Business organisations including CBI Scotland and the Scottish Property Federation (SPF) have described the changes as a "tax on distress". They argue that cutting empty property rates could increase the financial burden on already-struggling property owners by as much as £18 million per year.
However, Local Government Minister Derek Mackay said that despite the changes, the business rates regime in Scotland remained the most competitive in the UK.
"Empty commercial properties are a blight on our high streets and these reforms will help bring them back into use and bring new life to our town centres," he said. "Scotland already has the most competitive rates regime in the UK and this Bill will offer a fifty per cent discount to anyone bringing a shop or office that has been empty for twelve months back into use thanks to our new rates relief, Fresh Start."
Business rates are charged on most non-domestic premises including shops, offices, warehouses and factories. Owners of vacant offices and shops in Scotland currently receive a 50% discount on their business rates liability, while owners of industrial properties and listed buildings receive 100% relief. From April 2013, the 50% relief will be cut to 10% after three months, although industrial properties and listed buildings will continue to receive 100% relief.
New occupants of shops or offices that have been empty for at least a year will be able to apply for a 50% discount on their business rates over their first year of occupation under the Fresh Start scheme, which also takes effect from April.
Offices and shops in England and Wales get no relief whatsoever after three months, while relief on industrial buildings cuts off after the building has been lying empty for six months.
Housing Minister Margaret Burgess said that allowing local authorities to increase council tax charges on empty homes would encourage owners to bring properties back into use. There are more than 25,000 long-term empty homes in communities across Scotland, according to Scottish Government figures.
"While people across Scotland need new homes, it is completely unacceptable that 25,000 houses are lying empty long term and of no use to anybody," she said. "Not only that, empty homes can become a magnet for vandalism and anti-social behaviour, dragging down whole communities.
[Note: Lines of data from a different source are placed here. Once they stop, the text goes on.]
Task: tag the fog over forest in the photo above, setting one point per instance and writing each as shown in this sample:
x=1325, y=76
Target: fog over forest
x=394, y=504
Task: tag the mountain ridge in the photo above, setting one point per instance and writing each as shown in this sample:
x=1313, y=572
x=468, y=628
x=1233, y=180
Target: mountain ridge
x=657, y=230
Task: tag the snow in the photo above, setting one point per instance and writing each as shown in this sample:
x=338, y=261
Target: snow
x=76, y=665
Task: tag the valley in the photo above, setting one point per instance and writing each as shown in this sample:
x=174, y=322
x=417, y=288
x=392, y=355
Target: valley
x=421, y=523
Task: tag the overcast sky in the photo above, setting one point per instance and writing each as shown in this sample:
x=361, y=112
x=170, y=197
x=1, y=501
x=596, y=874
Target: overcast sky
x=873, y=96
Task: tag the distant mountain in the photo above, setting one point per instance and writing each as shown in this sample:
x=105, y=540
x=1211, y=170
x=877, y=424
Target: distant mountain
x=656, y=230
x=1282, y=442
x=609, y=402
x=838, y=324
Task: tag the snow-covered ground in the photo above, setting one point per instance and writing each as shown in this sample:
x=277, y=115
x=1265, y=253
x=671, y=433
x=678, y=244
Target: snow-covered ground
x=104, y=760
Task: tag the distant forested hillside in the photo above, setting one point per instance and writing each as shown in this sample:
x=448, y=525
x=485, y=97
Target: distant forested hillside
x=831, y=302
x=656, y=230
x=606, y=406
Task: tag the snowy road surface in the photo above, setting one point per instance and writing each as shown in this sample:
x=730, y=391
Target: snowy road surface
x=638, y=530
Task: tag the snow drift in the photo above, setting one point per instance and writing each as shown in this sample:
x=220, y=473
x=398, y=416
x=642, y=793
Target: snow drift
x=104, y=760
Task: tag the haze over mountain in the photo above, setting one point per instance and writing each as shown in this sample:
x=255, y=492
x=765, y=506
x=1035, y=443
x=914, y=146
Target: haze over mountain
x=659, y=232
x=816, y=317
The ability to increase council tax on empty properties will give councils a new and crucial tool to tackle this problem and encourage owners to bring homes back into use."
The Scottish Government recently consulted on draft council tax regulations to set out how the council tax increase will work in practice. Although responses to the consultation are still being considered, it is proposed that the changes will allow local authorities to apply different rates of discount or increase in different parts of their areas, or to increase council tax charges the longer a home has been empty.
Empty and unfurnished homes will continue to receive full exemption from council tax for the first six months, while councils will be able to offer a discount of between 10 and 50% for homes empty for a further six months. Currently, empty homes receive a 50% council tax discount between the sixth and 12th months.